A 3ª Câmara de Direito Privado do Tribunal de Justiça de São Paulo (TJ-SP) confirmou recentemente uma decisão que determina ao SBT a exibição de um vídeo de direito de resposta da deputada federal Erika Hilton (PSOL-SP) no Programa do Ratinho. A ação foi motivada por declarações do apresentador sobre a identidade de gênero da parlamentar.
Em março deste ano, durante o programa, o apresentador afirmou que a deputada não é mulher, é trans e questionou sua eleição para a presidência da Comissão de Defesa dos Direitos da Mulher da Câmara dos Deputados. O apresentador ainda declarou que, para ser mulher tem que ter útero, menstruar, tem que ficar chata três, quatro dias.
Decisão judicial e argumentos apresentados
O colegiado do TJ-SP negou um recurso apresentado pela emissora e confirmou a ordem da primeira instância para que a resposta seja exibida no mesmo programa, horário e com o mesmo destaque das declarações que motivaram a ação. O SBT terá dez dias para cumprir a decisão, sob pena de multa diária de R$ 50 mil.
O relator da decisão, juiz Mario Chiuvite Júnior afirmou que parte das declarações poderia ser considerada uma crítica política legítima. No entanto, o apresentador ultrapassou esse limite ao negar reiteradamente a identidade de gênero de Erika e fazer referências a características biológicas. Ofensa não é opinião; é ato ilícito escreveu o magistrado no acórdão.

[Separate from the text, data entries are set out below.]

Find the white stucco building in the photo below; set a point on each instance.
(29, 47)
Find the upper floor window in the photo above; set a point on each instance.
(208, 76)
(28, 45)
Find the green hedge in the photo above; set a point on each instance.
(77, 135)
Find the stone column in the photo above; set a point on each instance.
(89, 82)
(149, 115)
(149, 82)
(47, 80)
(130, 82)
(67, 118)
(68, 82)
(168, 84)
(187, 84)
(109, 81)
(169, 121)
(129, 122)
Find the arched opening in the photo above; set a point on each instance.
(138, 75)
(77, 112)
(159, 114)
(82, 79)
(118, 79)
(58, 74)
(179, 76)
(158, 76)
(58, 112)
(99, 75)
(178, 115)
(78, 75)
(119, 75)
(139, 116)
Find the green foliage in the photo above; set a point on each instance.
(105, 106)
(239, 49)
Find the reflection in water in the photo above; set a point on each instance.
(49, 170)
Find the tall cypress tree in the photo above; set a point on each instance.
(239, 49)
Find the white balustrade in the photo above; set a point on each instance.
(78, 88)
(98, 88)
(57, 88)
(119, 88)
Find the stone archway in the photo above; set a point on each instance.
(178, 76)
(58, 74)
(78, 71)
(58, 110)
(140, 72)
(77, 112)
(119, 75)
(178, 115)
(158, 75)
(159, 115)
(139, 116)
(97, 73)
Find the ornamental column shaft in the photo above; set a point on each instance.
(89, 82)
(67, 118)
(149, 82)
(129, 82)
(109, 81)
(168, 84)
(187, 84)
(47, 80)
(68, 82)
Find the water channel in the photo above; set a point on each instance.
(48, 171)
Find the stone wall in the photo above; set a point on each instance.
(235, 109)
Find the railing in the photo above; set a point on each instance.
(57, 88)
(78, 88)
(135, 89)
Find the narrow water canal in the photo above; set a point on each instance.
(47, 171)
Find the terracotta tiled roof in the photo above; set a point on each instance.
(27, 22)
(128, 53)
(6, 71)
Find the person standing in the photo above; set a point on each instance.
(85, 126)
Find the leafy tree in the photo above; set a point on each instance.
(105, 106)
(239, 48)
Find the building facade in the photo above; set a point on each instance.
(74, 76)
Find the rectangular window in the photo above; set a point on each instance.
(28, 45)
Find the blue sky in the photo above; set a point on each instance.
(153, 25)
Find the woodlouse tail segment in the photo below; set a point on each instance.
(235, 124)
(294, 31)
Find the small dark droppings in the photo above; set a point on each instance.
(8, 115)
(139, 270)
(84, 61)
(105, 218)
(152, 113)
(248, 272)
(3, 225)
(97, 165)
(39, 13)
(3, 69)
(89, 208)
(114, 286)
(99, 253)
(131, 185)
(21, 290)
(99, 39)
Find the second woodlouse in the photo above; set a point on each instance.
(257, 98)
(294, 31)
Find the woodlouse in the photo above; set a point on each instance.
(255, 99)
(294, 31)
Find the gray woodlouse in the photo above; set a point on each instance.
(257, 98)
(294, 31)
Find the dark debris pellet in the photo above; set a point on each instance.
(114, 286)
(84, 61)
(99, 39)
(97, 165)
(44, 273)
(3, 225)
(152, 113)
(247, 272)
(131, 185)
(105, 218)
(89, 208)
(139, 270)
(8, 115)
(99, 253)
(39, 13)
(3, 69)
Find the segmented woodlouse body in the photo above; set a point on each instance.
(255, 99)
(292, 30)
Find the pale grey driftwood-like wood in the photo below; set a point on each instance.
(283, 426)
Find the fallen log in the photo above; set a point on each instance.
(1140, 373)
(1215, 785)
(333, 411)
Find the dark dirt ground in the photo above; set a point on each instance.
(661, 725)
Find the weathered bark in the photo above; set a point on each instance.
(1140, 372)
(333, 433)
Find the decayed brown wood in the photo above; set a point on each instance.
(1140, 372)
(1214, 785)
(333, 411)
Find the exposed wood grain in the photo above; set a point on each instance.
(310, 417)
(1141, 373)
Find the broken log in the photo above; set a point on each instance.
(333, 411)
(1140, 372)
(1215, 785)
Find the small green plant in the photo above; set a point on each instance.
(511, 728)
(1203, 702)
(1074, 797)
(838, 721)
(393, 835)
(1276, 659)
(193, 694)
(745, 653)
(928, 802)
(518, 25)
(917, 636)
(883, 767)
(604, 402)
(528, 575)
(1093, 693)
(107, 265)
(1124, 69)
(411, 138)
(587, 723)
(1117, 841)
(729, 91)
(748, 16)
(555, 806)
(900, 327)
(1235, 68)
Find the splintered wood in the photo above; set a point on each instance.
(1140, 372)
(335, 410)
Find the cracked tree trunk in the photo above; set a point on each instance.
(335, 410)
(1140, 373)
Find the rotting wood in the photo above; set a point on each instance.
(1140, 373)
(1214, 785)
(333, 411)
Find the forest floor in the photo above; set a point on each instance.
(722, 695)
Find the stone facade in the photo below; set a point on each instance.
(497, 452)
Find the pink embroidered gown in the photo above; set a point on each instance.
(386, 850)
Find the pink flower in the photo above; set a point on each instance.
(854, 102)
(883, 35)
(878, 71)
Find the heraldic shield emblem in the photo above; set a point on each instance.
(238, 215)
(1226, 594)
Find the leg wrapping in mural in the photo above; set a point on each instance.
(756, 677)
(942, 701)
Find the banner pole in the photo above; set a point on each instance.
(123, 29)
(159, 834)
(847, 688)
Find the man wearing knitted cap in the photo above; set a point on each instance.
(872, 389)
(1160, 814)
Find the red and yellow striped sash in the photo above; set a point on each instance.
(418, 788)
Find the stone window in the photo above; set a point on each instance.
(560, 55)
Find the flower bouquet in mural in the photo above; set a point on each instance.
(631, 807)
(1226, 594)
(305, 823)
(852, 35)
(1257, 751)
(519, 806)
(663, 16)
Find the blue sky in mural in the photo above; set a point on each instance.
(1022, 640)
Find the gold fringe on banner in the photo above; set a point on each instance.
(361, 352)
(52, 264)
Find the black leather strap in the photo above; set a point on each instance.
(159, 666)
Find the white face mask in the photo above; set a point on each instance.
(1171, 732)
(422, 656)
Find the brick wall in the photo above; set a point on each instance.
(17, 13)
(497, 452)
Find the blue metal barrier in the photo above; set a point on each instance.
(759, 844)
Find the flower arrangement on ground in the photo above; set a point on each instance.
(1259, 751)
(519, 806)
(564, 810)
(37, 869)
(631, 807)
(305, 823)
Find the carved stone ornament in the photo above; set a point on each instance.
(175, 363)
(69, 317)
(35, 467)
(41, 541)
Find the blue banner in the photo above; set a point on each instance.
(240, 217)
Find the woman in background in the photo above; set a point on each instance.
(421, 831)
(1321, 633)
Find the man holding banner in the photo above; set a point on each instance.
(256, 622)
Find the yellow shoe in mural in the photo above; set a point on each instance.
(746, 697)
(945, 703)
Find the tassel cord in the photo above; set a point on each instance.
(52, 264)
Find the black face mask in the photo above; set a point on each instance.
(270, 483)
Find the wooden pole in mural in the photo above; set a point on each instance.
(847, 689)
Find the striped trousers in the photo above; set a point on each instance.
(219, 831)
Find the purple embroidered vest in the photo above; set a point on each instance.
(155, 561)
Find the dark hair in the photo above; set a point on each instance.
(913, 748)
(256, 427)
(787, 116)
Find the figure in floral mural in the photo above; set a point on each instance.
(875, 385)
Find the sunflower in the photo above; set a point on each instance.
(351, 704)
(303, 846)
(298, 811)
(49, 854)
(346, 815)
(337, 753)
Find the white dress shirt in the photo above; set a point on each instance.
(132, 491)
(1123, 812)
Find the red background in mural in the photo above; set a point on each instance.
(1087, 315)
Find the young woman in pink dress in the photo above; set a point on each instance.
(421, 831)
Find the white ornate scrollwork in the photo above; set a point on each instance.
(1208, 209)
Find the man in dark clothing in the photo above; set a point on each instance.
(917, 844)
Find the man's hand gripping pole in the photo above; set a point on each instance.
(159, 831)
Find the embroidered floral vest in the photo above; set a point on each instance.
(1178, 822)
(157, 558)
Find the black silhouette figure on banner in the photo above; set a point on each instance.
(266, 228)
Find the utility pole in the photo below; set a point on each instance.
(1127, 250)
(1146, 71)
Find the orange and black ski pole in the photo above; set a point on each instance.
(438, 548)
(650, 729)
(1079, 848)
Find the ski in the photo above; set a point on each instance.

Para Chiuvite Júnior, as falas não contribuíram para o debate sobre a atuação parlamentar ou a escolha para a comissão e configuraram desqualificação pessoal da deputada. O relator citou ainda entendimento do STF sobre o direito à autodeterminação de gênero.
Rejeição de argumentos da emissora
O tribunal também rejeitou o argumento do SBT de que a Lei do Direito de Resposta se aplicaria apenas a conteúdos jornalísticos. Para os desembargadores, a legislação alcança conteúdos veiculados por veículos de comunicação que atinjam direitos da personalidade, mesmo quando transmitidos em programas de entretenimento.
A emissora havia alegado ainda que Erika já havia se manifestado sobre o episódio em redes sociais e outros meios de comunicação. O argumento foi rejeitado. Segundo o acórdão, o direito de resposta deve ser veiculado pelo mesmo meio que divulgou o conteúdo considerado ofensivo, para atingir o público que teve contato com a manifestação original.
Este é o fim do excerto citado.